In the first phase of my analysis, I had transformed a skewed variable (normality violated, heterogeneity of variance violated) using a power transform (x^-2) to be able to conduct parametric tests.
Skewed variables boxplots:
Transformed variables boxplots:
In the second phase of my analysis, I intend to correlate these variables with another set of variables. (I have not gotten these variables yet, but I do predict an inverse linear relationship)
As you can see with the boxplots, the transformation of this variable actually reversed the order of the variable among the groups (i.e., instead of y increasing with x, y now decreases with x)
I am wondering if I would need to stick to the same transformed data for the second phase of analysis to avoid misleading readers, but then potentially end up with pearson correlation values that are effectively backward/very difficult to interpret?
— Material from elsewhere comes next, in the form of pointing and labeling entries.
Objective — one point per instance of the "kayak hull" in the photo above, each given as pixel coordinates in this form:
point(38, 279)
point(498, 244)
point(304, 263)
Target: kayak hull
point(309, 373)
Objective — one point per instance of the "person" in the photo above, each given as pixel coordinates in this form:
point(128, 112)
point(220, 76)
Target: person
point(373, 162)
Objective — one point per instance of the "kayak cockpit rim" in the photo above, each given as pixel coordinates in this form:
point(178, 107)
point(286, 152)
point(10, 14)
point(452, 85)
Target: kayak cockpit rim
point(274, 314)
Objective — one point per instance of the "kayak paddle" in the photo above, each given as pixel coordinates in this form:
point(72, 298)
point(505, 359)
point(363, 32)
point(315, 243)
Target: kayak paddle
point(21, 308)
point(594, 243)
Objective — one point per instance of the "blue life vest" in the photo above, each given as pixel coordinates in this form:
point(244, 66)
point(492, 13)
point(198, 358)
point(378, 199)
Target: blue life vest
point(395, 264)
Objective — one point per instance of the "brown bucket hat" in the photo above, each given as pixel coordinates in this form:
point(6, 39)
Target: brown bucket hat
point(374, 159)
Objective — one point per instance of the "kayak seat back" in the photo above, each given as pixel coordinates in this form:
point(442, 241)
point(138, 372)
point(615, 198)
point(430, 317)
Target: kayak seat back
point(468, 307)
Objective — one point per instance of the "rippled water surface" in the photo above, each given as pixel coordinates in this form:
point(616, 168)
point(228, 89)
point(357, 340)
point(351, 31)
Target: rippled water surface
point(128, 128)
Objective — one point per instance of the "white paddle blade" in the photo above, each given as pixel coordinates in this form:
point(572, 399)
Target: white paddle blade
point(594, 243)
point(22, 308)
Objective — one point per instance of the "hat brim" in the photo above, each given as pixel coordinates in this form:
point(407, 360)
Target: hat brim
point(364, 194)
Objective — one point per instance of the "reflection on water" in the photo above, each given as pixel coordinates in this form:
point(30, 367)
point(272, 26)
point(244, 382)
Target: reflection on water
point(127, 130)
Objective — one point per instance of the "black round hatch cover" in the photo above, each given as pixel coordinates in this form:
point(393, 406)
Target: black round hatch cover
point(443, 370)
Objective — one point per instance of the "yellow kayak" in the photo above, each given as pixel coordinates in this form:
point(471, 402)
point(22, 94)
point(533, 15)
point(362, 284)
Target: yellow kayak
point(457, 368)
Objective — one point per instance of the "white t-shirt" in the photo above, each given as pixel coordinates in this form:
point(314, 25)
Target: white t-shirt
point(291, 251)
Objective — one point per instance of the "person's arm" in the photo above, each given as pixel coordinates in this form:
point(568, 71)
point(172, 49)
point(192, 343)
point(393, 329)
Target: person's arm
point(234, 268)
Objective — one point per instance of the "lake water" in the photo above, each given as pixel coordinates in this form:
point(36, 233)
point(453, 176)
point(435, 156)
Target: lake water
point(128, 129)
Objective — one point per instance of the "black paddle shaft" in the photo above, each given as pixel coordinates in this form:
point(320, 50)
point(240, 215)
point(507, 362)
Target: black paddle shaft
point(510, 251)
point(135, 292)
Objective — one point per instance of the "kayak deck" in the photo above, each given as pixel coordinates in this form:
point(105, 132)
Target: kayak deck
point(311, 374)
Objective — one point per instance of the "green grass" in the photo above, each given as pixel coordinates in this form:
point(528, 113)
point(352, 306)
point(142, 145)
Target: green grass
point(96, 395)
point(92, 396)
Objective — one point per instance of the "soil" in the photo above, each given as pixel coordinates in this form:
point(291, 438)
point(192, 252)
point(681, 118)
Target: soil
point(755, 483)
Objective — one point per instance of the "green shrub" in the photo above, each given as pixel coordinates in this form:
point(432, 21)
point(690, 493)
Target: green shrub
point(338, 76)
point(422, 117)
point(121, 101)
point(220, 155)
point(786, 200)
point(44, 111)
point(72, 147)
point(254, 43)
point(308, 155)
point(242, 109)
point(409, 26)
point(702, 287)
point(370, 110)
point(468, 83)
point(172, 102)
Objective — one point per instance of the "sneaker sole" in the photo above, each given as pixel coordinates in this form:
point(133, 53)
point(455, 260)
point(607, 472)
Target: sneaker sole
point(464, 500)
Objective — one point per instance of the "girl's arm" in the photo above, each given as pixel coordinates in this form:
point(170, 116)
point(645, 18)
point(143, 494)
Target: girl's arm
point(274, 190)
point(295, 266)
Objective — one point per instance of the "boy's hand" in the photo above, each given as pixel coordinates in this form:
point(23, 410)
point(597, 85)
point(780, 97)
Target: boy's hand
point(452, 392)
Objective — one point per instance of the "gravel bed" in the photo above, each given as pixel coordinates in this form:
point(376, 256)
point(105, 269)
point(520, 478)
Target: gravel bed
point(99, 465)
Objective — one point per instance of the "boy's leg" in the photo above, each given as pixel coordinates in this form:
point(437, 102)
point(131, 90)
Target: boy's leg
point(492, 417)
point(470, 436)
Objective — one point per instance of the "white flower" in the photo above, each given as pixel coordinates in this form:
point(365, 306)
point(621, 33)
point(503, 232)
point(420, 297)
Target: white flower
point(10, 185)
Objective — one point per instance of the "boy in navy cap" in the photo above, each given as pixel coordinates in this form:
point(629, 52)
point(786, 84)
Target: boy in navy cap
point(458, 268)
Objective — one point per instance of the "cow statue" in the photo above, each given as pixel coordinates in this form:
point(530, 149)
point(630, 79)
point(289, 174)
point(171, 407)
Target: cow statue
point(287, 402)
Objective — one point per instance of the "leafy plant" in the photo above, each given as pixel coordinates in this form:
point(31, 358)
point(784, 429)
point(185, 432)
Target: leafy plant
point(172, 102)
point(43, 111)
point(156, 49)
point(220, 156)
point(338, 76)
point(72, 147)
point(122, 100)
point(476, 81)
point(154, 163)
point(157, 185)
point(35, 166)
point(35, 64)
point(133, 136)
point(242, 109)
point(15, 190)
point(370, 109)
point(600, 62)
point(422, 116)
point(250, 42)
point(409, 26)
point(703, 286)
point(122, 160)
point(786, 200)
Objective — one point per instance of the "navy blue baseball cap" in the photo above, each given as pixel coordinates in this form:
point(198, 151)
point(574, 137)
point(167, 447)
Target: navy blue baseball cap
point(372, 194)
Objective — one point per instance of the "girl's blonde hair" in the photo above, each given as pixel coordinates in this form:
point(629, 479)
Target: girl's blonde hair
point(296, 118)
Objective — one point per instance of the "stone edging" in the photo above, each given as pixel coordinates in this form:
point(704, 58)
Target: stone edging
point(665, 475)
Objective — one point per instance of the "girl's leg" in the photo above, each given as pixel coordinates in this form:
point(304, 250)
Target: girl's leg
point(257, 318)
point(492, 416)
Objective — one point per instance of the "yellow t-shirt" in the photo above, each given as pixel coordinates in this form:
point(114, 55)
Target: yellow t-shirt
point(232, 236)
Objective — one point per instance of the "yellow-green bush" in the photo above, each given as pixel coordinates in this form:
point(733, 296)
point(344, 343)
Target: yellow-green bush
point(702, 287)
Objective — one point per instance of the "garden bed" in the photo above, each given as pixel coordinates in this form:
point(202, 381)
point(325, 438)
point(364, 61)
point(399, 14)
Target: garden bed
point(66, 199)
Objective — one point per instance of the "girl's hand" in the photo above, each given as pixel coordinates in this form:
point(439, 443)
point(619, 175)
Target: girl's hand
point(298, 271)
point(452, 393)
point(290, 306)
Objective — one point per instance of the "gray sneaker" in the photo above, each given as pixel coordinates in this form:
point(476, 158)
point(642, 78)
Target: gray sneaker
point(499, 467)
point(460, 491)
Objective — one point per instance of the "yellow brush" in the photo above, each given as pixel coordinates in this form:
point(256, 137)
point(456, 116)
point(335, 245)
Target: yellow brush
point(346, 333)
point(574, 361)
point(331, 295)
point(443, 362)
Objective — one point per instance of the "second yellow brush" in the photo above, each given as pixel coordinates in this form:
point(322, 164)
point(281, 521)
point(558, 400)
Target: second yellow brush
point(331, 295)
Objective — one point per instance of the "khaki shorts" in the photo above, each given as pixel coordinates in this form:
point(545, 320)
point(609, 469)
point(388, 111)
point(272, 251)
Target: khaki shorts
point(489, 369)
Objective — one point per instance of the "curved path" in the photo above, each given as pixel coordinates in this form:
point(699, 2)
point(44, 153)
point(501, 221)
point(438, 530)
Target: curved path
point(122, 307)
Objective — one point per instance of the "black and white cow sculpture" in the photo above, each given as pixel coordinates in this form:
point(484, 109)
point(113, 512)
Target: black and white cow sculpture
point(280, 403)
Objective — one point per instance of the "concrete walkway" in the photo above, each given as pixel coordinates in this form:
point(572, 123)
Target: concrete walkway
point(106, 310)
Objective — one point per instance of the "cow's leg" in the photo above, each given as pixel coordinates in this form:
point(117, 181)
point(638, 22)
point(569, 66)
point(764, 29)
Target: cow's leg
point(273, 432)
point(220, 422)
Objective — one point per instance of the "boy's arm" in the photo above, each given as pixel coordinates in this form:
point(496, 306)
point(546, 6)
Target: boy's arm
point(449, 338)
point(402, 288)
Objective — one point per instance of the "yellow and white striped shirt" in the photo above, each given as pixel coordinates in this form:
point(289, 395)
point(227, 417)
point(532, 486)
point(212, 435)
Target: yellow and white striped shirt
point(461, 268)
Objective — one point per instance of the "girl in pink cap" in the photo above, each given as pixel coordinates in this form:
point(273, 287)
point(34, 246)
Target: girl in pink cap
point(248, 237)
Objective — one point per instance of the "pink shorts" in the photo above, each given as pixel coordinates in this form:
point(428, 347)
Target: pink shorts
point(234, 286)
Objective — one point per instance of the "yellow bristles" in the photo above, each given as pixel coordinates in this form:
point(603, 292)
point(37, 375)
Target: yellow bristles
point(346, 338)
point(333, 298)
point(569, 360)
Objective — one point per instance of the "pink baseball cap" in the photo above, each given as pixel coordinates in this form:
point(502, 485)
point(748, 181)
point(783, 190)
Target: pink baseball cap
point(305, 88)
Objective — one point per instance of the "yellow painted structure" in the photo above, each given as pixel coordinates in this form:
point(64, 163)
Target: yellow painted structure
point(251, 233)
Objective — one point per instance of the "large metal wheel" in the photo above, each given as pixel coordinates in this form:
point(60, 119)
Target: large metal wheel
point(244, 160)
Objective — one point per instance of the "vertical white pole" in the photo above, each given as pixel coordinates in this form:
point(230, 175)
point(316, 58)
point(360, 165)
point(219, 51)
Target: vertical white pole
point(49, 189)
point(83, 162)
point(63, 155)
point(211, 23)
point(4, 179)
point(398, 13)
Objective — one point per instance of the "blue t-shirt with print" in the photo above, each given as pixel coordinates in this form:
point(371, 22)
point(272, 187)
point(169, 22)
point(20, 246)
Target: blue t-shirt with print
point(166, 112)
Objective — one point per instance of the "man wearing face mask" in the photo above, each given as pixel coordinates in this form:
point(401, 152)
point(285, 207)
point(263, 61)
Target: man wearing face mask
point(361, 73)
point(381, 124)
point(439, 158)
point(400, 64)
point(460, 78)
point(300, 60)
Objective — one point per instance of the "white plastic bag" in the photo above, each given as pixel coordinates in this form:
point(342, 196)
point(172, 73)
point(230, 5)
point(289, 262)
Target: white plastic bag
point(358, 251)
- Alternatively, is it acceptable to report values for pearson correlations (even if they're backward), and then only comment on the strength of the relationship?
- Alternatively again, could I perform pearson's correlation on the untransformed variable, report the r value for this, and then report the significance value for the transformed data? (whilst making it clear where i'm getting data from)
The rationale for 2. is based on a reading by Akoglu (2018) that says: "For non-normal distributions (for data with extreme values, outliers), correlation coefficients should be calculated from the ranks of the data, not from their actual values. The coefficients designed for this purpose are Spearman's rho (denoted as rs) and Kendall's Tau. In fact, normality is essential for the calculation of the significance and confidence intervals, not the correlation coefficient itself.”
I hope I've made the question(s) clear, thanks in advance!